No one asked me why I wanted to dissociate myself from “those girls” or what exactly is so wrong with other girls? No one asked me why I thought only girls had drama. (Side note: guys DO have drama). More importantly, I didn’t ask myself those questions. Somehow I believed that I was better than those girls. What I’ve learned is that “those girls” are awesome, amazing, intelligent, and beautiful. All girls are different. All girls are different because each girl is a human with a brain who has different interests. All girls are different and deserve to be treated with respect, regardless of their outward appearance. Let me quote a tumblr quote that explains this well.
“The whole “I’m not like other girls” movement should really be called the “I don’t want men to treat me the way they treat other women” movement because that’s what it really is. Women know that a girl who wears makeup is as respectable as a girl who wears none. A girl who’s played every Final Fantasy game is as respectable as a girl who digs Candy Crush. A woman who started her own law firm is as respectable as a single mom who works in the service industry. A girl who enjoys casual sex is as respectable as a girl who has never had her first kiss. A lesbian who has no interest in men is as respectable as a straight girl who loves her boyfriend. A girl who reads People magazine is as respectable as a girl who reads Dostoyevsky.
Women have been extensively shamed for saying “I’m not like other girls” when what they are really saying, maybe without knowing it, is “I’ve heard the way men talk about specific types of women, typically women who do things that they don’t understand or relate to, and I really, really want them to separate me from that and see me as a person who is worthy of being respected.” How much respect a woman gets from men is very rarely indicative of how much she deserves.

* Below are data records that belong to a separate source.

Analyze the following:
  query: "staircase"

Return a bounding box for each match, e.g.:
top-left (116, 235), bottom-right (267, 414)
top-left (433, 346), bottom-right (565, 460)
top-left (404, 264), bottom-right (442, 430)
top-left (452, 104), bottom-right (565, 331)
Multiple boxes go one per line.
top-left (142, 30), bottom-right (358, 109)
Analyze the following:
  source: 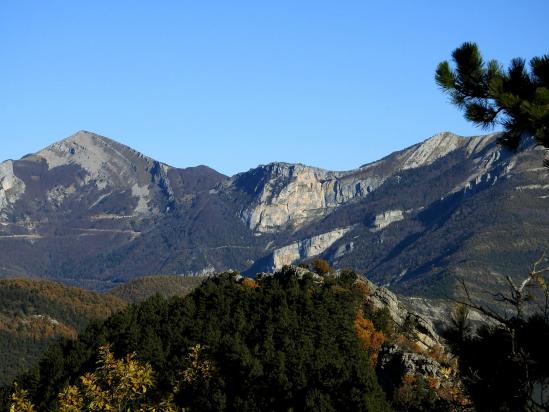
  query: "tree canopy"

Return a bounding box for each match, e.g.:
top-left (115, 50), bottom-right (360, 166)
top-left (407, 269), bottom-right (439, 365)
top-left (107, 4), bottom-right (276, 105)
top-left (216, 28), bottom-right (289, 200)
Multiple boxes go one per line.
top-left (3, 268), bottom-right (392, 411)
top-left (436, 42), bottom-right (549, 150)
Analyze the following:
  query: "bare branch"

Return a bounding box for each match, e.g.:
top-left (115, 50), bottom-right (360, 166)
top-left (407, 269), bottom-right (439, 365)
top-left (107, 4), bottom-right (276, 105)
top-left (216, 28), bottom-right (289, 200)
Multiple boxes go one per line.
top-left (452, 278), bottom-right (509, 325)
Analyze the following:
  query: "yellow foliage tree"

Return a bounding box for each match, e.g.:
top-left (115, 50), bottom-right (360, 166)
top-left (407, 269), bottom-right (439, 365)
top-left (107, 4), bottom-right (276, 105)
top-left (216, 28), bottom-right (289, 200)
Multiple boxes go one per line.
top-left (241, 278), bottom-right (258, 289)
top-left (9, 387), bottom-right (35, 412)
top-left (354, 309), bottom-right (385, 367)
top-left (9, 344), bottom-right (221, 411)
top-left (11, 345), bottom-right (178, 412)
top-left (180, 344), bottom-right (215, 385)
top-left (57, 344), bottom-right (178, 411)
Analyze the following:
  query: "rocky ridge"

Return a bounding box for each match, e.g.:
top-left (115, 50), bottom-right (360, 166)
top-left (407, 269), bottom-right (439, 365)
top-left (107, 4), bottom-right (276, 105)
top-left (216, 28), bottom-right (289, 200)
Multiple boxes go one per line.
top-left (0, 129), bottom-right (547, 304)
top-left (229, 132), bottom-right (502, 235)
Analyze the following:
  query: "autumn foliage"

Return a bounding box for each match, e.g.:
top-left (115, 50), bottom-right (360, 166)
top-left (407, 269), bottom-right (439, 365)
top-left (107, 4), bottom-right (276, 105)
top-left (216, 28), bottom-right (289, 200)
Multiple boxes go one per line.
top-left (180, 344), bottom-right (215, 385)
top-left (11, 345), bottom-right (179, 412)
top-left (240, 277), bottom-right (258, 289)
top-left (311, 258), bottom-right (332, 275)
top-left (0, 279), bottom-right (126, 387)
top-left (354, 309), bottom-right (385, 367)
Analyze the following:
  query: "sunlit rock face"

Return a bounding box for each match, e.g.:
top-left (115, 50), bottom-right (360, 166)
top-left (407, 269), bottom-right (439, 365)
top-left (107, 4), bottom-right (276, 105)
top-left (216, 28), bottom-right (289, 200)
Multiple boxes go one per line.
top-left (231, 163), bottom-right (381, 233)
top-left (0, 160), bottom-right (25, 215)
top-left (371, 210), bottom-right (404, 231)
top-left (271, 227), bottom-right (352, 269)
top-left (399, 131), bottom-right (465, 171)
top-left (230, 132), bottom-right (504, 234)
top-left (231, 162), bottom-right (382, 233)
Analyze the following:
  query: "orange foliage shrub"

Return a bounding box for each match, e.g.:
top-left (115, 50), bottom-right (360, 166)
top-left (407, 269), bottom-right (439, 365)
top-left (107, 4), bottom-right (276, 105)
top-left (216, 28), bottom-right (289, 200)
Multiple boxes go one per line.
top-left (426, 376), bottom-right (440, 390)
top-left (241, 278), bottom-right (258, 289)
top-left (311, 259), bottom-right (332, 275)
top-left (395, 334), bottom-right (423, 354)
top-left (393, 374), bottom-right (417, 405)
top-left (428, 344), bottom-right (449, 364)
top-left (354, 309), bottom-right (385, 367)
top-left (352, 281), bottom-right (371, 298)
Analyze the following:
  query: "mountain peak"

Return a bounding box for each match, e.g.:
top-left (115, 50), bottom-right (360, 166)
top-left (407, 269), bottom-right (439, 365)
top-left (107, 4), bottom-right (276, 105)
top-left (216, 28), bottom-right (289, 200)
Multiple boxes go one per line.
top-left (399, 131), bottom-right (466, 171)
top-left (65, 129), bottom-right (108, 143)
top-left (30, 131), bottom-right (163, 194)
top-left (37, 130), bottom-right (152, 167)
top-left (52, 130), bottom-right (124, 152)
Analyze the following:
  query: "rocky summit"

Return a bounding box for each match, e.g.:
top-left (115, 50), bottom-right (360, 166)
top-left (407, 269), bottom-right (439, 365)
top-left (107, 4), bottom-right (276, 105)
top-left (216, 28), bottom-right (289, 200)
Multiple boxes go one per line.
top-left (0, 130), bottom-right (548, 299)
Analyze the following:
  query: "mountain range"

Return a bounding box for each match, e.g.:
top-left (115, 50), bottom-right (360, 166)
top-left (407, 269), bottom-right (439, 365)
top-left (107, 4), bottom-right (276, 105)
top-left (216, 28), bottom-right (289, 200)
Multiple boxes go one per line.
top-left (0, 130), bottom-right (547, 299)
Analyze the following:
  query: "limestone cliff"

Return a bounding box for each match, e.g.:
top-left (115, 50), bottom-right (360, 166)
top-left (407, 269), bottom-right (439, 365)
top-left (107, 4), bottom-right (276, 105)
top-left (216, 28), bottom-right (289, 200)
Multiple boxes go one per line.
top-left (231, 163), bottom-right (381, 233)
top-left (0, 160), bottom-right (25, 215)
top-left (271, 227), bottom-right (352, 269)
top-left (230, 132), bottom-right (504, 234)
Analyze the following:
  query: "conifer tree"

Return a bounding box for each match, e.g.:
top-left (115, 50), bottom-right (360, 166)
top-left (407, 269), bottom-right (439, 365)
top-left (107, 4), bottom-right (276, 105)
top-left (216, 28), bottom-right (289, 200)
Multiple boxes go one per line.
top-left (436, 42), bottom-right (549, 151)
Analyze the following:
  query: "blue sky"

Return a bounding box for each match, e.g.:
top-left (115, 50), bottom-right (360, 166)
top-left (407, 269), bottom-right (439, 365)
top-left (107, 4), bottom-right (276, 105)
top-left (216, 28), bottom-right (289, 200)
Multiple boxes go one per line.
top-left (1, 1), bottom-right (548, 176)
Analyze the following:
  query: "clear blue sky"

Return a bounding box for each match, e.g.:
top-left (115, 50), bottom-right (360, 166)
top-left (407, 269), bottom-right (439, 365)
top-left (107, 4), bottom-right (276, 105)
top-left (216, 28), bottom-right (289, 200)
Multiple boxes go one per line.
top-left (1, 1), bottom-right (548, 176)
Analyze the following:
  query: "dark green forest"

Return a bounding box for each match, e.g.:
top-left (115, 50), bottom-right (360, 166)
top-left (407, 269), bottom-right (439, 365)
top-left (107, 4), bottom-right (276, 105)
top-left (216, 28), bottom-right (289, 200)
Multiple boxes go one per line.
top-left (2, 268), bottom-right (393, 411)
top-left (3, 266), bottom-right (549, 411)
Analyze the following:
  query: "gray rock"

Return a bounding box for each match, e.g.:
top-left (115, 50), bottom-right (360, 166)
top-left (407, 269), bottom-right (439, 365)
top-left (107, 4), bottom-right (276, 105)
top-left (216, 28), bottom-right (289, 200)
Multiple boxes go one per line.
top-left (376, 344), bottom-right (446, 393)
top-left (271, 227), bottom-right (352, 269)
top-left (366, 283), bottom-right (441, 350)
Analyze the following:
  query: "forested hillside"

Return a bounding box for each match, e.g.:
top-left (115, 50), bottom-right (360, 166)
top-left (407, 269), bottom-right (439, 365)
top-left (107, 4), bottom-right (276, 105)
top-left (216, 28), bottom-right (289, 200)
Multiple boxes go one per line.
top-left (0, 275), bottom-right (204, 389)
top-left (0, 279), bottom-right (125, 386)
top-left (1, 267), bottom-right (470, 411)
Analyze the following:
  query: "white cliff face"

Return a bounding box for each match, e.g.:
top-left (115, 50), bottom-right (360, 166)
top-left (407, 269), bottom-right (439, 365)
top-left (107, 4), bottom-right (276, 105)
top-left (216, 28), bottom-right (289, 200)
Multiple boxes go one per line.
top-left (399, 132), bottom-right (464, 171)
top-left (235, 132), bottom-right (508, 234)
top-left (371, 210), bottom-right (404, 231)
top-left (242, 164), bottom-right (333, 232)
top-left (272, 227), bottom-right (351, 268)
top-left (0, 160), bottom-right (25, 215)
top-left (237, 163), bottom-right (384, 233)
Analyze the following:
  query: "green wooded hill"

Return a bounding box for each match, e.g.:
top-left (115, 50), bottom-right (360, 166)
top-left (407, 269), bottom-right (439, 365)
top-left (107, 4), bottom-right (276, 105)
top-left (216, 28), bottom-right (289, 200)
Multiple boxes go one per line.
top-left (0, 274), bottom-right (203, 388)
top-left (0, 279), bottom-right (126, 386)
top-left (3, 268), bottom-right (399, 411)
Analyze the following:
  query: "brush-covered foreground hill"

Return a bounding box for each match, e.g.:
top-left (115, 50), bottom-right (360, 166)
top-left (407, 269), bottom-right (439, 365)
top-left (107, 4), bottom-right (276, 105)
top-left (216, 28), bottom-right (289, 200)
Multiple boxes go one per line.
top-left (0, 279), bottom-right (125, 386)
top-left (2, 267), bottom-right (469, 411)
top-left (0, 130), bottom-right (547, 300)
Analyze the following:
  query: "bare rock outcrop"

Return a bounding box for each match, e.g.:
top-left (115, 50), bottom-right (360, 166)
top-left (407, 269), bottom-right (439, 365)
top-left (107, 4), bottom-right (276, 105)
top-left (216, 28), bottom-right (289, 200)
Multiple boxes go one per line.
top-left (271, 227), bottom-right (352, 269)
top-left (365, 281), bottom-right (440, 350)
top-left (0, 160), bottom-right (25, 215)
top-left (232, 162), bottom-right (384, 233)
top-left (231, 132), bottom-right (505, 234)
top-left (371, 210), bottom-right (404, 231)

“I don’t want you to treat me the way you treat other girls, because you treat other girls like shit.””-Source
I truly hope that in reading this, y’all are aware of what you’re truly saying. This whole “other girls” argument is putting women in a competition against each other that none of us signed up for. Other girls are awesome. Other girls aren’t you and that’s okay, it makes them awesome. Look at our differences and be amazed, instead of threatened. If we want misogyny to end, we have to work together. We have to stop using this language. It’s damaging to everyone, well except guys. Please just try to be more aware of the hatefulness you’re spreading. Spread positivity and uplift others.